Zeppelin+Spark+Kubernetes: Let Zeppelin Job run on existing Spark Cluster

8/10/2020

In a k8s cluster. How do you configure zeppelin to run spark jobs in an existing spark cluster instead of spinning up a new pod?

I've got a k8s cluster up and running in which I want to run Spark with Zeppelin.

Spark is deployed using the official bitnami/spark helm chart (v 3.0.0). I got one Master and two Worker pods running fine, everything good.

Zeppelin is deployed with the zeppelin-server.yaml from the official apache-zeppelin github.

I've build my own zeppelin container without much modification from apache/zeppelin:0.9.0..

Short pseudo Dockerfile:

FROM bitnami/spark:3.0.0 AS spark 
FROM apache/zeppelin:0.9-0 AS Zeppelin 
COPY --from spark /opt/btinami/spark/ /opt/bitnami/spark  
RUN Install kubectl 
END

I modified zeppelin-server.yaml slightly. (Image, imagePullSecret, setting spark master to the headless Service DNS of spark master)

Now I want my zeppelin jobs to run on my existing spark cluster --- with no success.

When I'm submitting zeppelin jobs (for the spark interpreter), zeppelin fires up a new spark pod and solely works with this one. Spark interpreter settings are like they should be. spark master url is set (spark://\<master-url\>:\<master-port\>), spark home as well.

While this is kind of a sweet behaviour, it's not what I want.

What I want (and what my question is) is: I want my zeppelin pod to submit the spark jobs to the existing cluster - not fire up a new pod. I am PRETTY sure that there has to be some config/env/whatever that I have to set but I simply can't find it.

So, I wanna ask: Is there anyone out there, who knows how to run zeppelin spark jobs on an existing spark cluster?
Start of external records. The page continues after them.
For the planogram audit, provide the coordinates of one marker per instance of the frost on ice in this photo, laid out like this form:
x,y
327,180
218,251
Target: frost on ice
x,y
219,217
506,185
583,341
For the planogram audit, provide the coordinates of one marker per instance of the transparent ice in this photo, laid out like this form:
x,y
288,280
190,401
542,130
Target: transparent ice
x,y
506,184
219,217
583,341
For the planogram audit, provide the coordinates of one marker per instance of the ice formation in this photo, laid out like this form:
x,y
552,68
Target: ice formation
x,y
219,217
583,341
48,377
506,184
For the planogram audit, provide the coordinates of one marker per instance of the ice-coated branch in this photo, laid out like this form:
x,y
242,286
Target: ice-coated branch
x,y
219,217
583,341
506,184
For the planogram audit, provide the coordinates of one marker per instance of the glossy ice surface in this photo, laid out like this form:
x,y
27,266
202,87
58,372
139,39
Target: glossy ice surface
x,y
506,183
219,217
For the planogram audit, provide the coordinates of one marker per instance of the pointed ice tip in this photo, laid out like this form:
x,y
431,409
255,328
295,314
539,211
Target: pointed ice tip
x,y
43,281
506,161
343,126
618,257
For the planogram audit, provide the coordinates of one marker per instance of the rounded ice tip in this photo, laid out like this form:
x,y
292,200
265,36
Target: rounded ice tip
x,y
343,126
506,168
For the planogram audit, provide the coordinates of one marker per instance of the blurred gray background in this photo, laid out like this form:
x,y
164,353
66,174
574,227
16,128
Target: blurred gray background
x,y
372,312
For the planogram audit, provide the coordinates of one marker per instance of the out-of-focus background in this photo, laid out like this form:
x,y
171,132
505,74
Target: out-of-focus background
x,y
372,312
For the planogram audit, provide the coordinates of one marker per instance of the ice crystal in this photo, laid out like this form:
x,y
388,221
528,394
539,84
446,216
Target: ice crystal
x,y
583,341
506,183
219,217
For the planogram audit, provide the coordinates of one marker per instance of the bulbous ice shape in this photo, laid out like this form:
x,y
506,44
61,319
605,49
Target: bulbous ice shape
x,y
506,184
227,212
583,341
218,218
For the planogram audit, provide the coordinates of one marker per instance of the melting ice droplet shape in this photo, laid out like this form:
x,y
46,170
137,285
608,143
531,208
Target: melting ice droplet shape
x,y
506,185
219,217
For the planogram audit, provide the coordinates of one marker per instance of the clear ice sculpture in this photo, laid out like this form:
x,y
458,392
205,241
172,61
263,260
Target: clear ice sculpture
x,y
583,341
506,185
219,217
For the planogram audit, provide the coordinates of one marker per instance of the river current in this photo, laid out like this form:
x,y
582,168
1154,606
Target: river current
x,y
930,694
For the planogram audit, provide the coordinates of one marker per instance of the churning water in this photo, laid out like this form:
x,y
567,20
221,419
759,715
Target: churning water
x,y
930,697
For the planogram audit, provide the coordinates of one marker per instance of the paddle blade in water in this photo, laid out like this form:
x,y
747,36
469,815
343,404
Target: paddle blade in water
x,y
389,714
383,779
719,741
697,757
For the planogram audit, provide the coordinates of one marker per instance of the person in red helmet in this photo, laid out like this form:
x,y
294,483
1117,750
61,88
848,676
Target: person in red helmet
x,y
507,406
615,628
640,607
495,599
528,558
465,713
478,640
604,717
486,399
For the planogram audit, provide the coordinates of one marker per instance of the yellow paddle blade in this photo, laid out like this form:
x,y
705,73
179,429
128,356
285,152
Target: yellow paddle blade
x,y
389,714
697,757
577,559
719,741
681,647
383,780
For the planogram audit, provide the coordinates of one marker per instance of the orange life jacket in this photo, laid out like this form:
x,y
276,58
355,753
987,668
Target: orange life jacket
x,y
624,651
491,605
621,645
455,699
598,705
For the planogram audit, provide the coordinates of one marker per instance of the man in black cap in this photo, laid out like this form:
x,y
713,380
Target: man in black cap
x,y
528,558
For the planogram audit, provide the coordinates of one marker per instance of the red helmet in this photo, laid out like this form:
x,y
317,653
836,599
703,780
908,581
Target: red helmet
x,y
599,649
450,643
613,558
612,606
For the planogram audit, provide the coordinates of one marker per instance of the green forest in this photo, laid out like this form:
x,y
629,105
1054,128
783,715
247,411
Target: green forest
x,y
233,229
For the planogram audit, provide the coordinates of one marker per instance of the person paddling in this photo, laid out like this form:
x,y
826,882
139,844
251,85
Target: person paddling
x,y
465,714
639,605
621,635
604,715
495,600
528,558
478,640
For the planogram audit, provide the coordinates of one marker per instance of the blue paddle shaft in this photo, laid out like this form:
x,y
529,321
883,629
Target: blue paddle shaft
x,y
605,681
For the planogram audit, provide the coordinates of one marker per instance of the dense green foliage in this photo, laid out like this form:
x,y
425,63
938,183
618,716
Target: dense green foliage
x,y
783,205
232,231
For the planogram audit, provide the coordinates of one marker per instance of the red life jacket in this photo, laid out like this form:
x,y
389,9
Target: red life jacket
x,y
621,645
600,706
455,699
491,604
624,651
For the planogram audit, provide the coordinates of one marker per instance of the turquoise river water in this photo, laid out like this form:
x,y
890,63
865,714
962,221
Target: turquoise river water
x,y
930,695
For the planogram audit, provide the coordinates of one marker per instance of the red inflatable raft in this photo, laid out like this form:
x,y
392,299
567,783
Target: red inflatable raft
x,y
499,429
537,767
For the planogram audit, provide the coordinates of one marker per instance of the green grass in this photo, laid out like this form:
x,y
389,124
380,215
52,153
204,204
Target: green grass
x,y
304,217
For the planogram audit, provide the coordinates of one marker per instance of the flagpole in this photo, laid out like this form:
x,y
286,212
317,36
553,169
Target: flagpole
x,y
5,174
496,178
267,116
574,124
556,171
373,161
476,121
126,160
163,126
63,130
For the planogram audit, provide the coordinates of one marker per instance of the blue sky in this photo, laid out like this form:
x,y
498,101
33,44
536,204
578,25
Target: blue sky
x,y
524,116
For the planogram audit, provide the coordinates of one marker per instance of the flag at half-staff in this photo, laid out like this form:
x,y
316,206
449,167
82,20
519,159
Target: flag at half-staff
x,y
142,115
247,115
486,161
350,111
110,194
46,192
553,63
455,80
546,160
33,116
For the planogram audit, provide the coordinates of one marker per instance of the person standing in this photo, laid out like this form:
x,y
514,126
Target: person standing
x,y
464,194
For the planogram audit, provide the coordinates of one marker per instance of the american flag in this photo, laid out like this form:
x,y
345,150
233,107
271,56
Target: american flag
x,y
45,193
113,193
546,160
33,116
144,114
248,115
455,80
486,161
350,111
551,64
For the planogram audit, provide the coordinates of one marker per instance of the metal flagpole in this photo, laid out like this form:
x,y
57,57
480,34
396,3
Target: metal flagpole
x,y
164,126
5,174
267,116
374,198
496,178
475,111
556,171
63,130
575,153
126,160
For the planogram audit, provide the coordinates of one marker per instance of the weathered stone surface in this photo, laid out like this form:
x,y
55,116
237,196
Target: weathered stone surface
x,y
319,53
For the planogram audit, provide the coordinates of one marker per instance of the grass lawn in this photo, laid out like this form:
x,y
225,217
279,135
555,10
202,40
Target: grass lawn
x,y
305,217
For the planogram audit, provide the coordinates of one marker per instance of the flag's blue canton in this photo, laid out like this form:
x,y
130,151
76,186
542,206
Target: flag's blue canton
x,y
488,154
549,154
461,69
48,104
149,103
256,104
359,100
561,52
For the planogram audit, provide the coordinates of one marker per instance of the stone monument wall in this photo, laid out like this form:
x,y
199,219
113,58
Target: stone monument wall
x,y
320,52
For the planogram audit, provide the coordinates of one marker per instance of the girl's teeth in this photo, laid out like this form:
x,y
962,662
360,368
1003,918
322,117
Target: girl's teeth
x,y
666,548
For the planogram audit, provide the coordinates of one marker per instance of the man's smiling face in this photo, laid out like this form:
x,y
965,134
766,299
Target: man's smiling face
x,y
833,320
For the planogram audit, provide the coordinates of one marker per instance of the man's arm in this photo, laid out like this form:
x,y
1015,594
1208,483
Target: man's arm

I thought setting the spark master should do the job...

Kind regards Bob

-- Rockbob
apache-spark
apache-zeppelin
kubernetes

1 Answer

10/19/2020

Answering myself after it has been a while...

For anyone running into the same problem:

1) Go into the spark interpreter Settings

2) (optional, if you haven't already got the property) Press "edit", scroll down and add the property SPARK_SUBMIT_OPTIONS

3) Edit SPARK_SUBMIT_OPTIONS value and add "--master spark://\<ENDPOINT OF YOUR SPARK MASTER> "

4) Save settings and done...

This threw me off massively, as there's already an option to set the spark master itself.

What solved the problem entering the spark master two times.

1) Under key "master" 2) The edit to SPARK_SUBMIT_OPTIONS described above.

-- Rockbob
Source: StackOverflow